Dynamically Generating LINQ Expressions

Introduction

LINQ (a.k.a Language Integrated Query) is one of the nicer, and more importantly, ubiquitously used features in C#. It is often used to operate on collections, but also to generate SQL queries when working with Entity Framework. The way this wondrous feat is achieved is a miracle of its own: Instead of directly emitting code for your LINQ queries, the compiler generates expression trees (really, a relatively high-level AST) that can be manipulated at runtime before it is being converted to executable code and executed. This gives Entity Framework and similar libraries the opportunity to take the LINQ expression and transform it into an SQL query.

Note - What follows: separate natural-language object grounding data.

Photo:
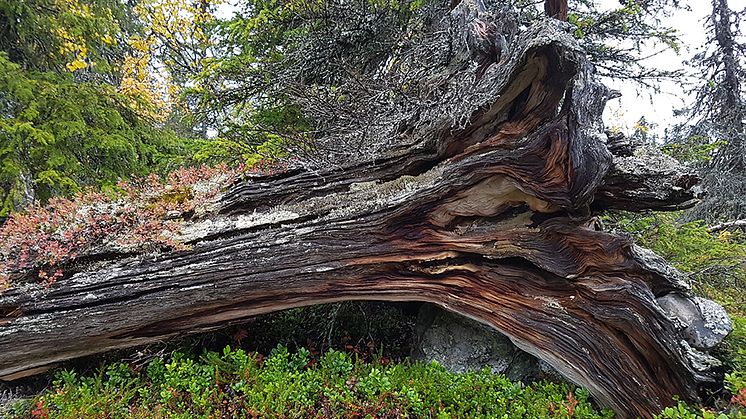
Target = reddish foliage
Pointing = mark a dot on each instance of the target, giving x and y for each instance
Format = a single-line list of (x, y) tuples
[(141, 218)]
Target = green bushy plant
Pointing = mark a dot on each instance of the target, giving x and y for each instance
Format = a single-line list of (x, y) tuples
[(235, 383)]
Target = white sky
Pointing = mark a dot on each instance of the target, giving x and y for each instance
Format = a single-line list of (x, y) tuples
[(658, 107)]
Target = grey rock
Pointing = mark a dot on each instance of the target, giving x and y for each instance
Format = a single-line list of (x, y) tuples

This makes things like the following possible:

class static MyClass
{
  public static async Task<IList<SomeClass>> SomeFunction(DbSet<SomeClass> dbSet)
  {
    var items = await dbSet
      .Where(e => e.SomeProperty == "Some Random String")
      .ToListAsync();
    return items;
  }
}

That statement with the Where() call gets translated to something like this:

SELECT aproperty, someproperty
FROM someclass
WHERE someproperty = 'Some Random String'

That is very neat. The whole thing is extremely powerful. Not only do you get to filter the data, you can also perform joins. And the best part about all of this: This API is available to everybody!

So Exciting!

So, let’s take this goodness for a test drive.

A Simple Example

Before there was the nameof() operator in C# passing the name of a property to (e.g. for the purpose of binding it to a UI component) was very error prone. The compiler did not notice any typos and renaming the property also immediately broke things because the hard-coded string literal with the old name didn’t get updated (either manually or the automatic refactoring).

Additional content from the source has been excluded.